= Ronnie Hsia =

American historian

Ronnie Po-Chia Hsia (夏伯嘉; born November 15, 1955) is an American historian and the Edwin Erle Sparks Professor at Pennsylvania State University, where he teaches history and religious studies. His research interests are Catholic Renewal, anti-Semitism and Protestant Reformation.

==Education==
Hsia was born in Hong Kong and studied in the United States. He earned his B.A. in 1977 at Swarthmore College and an M.A. in 1978 at Harvard University.

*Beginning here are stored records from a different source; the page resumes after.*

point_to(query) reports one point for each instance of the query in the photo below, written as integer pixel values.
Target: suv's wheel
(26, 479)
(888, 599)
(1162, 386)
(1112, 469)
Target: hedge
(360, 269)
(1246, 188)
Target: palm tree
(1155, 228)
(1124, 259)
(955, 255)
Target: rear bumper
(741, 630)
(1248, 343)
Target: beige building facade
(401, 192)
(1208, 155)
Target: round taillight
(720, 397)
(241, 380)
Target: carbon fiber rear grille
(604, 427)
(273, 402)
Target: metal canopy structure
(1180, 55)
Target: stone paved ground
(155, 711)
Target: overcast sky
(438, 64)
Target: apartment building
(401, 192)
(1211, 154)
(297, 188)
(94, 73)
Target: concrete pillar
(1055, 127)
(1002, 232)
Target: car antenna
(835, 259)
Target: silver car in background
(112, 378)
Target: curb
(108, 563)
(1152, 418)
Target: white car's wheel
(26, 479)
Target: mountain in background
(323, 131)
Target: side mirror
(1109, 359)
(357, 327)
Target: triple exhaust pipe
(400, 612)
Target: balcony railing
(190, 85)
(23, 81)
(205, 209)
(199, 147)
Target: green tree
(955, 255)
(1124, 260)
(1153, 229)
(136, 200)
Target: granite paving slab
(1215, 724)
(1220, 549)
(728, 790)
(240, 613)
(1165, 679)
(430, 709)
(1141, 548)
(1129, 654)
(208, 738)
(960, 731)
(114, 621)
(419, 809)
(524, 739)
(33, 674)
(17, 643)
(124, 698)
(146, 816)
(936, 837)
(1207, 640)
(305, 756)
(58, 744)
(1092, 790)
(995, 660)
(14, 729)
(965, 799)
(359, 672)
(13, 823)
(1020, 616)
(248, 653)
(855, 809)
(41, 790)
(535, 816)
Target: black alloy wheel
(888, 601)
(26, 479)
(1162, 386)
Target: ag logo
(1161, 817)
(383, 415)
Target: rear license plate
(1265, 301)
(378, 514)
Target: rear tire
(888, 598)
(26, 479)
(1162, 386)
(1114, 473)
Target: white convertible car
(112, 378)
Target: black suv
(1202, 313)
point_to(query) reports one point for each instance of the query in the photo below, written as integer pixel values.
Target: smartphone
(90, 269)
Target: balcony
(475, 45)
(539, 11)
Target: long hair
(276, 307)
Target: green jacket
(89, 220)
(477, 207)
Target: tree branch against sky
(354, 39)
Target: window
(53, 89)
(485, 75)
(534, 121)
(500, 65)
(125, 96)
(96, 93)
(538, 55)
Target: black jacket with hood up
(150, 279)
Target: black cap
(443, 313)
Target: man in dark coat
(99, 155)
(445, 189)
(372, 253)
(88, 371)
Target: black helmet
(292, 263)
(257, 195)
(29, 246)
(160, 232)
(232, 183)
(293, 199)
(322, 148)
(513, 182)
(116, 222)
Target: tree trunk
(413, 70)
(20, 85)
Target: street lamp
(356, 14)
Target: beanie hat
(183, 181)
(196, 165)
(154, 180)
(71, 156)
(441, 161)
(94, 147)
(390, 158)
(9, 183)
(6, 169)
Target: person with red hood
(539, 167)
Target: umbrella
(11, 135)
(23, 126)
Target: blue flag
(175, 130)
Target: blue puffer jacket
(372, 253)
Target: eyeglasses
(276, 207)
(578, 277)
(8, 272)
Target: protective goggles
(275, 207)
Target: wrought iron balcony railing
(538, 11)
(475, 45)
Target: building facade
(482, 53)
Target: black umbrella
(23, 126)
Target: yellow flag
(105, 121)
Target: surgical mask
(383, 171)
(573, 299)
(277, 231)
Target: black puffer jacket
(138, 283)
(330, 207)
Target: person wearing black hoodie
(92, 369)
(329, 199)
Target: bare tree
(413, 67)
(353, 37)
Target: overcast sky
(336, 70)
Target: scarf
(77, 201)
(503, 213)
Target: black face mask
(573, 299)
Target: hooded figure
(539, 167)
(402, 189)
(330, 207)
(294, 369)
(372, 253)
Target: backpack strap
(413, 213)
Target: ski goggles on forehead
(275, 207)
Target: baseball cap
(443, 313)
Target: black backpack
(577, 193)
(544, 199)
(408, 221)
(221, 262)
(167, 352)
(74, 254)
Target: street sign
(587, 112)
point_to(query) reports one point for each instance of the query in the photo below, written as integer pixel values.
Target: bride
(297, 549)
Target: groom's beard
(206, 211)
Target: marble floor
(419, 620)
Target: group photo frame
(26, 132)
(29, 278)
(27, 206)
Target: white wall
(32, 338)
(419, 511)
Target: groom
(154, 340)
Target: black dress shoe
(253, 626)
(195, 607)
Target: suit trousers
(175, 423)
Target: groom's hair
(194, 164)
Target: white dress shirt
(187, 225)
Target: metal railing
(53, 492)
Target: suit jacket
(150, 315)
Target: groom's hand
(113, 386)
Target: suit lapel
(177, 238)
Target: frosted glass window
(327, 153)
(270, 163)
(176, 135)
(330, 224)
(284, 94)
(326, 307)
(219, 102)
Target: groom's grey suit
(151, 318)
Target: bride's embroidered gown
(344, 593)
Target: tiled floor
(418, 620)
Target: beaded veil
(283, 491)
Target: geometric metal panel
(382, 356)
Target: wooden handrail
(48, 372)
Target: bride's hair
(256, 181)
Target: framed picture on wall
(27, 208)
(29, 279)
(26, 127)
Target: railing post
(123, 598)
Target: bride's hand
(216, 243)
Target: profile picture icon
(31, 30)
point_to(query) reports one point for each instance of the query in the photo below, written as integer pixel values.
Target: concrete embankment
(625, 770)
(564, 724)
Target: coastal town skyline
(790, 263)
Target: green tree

He has also earned three degrees from Yale: an M.A. in 1979, an M.Phil in History in 1979, and a Ph.D in 1982. He became an American citizen in 1980.

==Publications==
- The Myth of Ritual Murder: Jews and Magic in Reformation Germany (Yale University Press, 1988)
- Social Discipline in the Reformation: Central Europe, 1550-1750 (Routledge, 1989)
- Trent 1475: Stories of a Ritual Murder Trial (Yale University Press, 1992).
- The World of Catholic Renewal, 1540-1770 (Cambridge University Press, 1998).
- A Jesuit in the Forbidden City: Matteo Ricci 1553-1610 (Oxford University Press, 2010).